Sources: extracted/STEP2CK-Surgery.md (Spleen) + Trauma/Abdominal trauma; First Aid 2026 (first-aid-usmle-bible).

High-Yield Points

• Function: red pulp (85%) filters aged RBCs (pitting removes Howell–Jolly/Heinz bodies); white pulp (15%) clears poorly opsonized encapsulated bacteria and is the largest producer of IgM. Accessory spleen in ~20%, most commonly at the splenic hilum.
• Blunt splenic trauma: grade by the AAST scale on CT. Hemodynamically STABLE → nonoperative management (monitored bed, serial hematocrits; preserves immune function); UNSTABLE despite resuscitation → emergent laparotomy/splenectomy. After splenectomy, vaccinate against encapsulated organisms.
• ITP: autoimmune antiplatelet antibodies (made in spleen), normal-sized spleen, large platelets on smear; diagnosis of exclusion. 1st-line corticosteroids → IVIG if steroids fail → splenectomy for failure/relapse/steroid dependence (durable response 75–85%). ITP is the #1 nontraumatic indication for splenectomy.
• TTP: pentad (fever, MAHA, thrombocytopenia, renal, neuro); treat with plasmapheresis — splenectomy rarely indicated (key contrast with ITP). Death usually from intracerebral hemorrhage/ARF.
• Hereditary spherocytosis: spectrin/ankyrin membrane defect → nondeformable RBCs; ↑MCHC, spherocytes; splenectomy is curative; add cholecystectomy if pigment gallstones; defer to age >5 and vaccinate first. (Most common congenital hemolytic anemia requiring splenectomy.)
• OPSI: fulminant sepsis from encapsulated organisms (loss of IgM/clearance); #1 Streptococcus pneumoniae > H. influenzae > N. meningitidis; most episodes within 2 years; treat suspected OPSI with an immediate 3rd-generation cephalosporin. Higher risk in children and in splenectomy for hematologic disease.
• Vaccination: pneumococcus, meningococcus, Hib — ≥14 days BEFORE elective splenectomy (optimal antibody response) or ~14 days after emergency/trauma (or before discharge if follow-up is uncertain). Repeat pneumococcal q5–7 y; annual influenza.
• Splenic abscess: usually Streptococcus (e.g., septic emboli from endocarditis); splenectomy is standard (percutaneous drainage risks bleeding).
• Splenic artery aneurysm: most common visceral artery aneurysm, more common in women (multiparity, portal HTN); repair if symptomatic, >2 cm, or in women of childbearing age/pregnancy — rupture risk is high in pregnancy with severe maternal/fetal mortality.
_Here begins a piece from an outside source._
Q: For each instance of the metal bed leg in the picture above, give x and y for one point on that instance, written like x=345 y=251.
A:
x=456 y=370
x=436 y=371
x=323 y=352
Key Tables / Differentials

ITP vs TTP

Post-splenectomy / hyposplenism blood smear

Board Pearls

• General indications for splenectomy: symptomatic splenomegaly, hypersplenism, hemolytic anemia/cytopenia (another disease alone is not an indication without one of these).
• Recurrent ITP after splenectomy + absent Howell–Jolly bodies = missed accessory spleen → locate (nuclear scan) and excise.
• Most common complication during splenectomy = bleeding during hilar dissection; look for an accessory spleen before closing in hematologic disease.
• Post-splenectomy platelets >1 × 10⁶ → give aspirin.
• Felty syndrome = RA + splenomegaly + neutropenia; Wandering spleen = absent peritoneal attachments → torsion → detorsion + splenopexy.

Classic Vignette Triggers

• "MVA, stable, left rib fractures, low-grade splenic laceration on CT" → nonoperative management.
• "MVA, hypotensive despite blood, positive FAST in LUQ" → emergent splenectomy.
• "Petechiae, platelets 18k, normal spleen, large platelets" → ITP → corticosteroids.
• "Anemia, jaundice, splenomegaly, ↑MCHC, spherocytes, gallstones" → hereditary spherocytosis → splenectomy + cholecystectomy.
• "Asplenic patient, fulminant sepsis hours after onset" → OPSI (S. pneumoniae) → 3rd-gen cephalosporin.
• "Pregnant woman, incidental 2.5 cm splenic artery aneurysm" → repair (high rupture risk in pregnancy).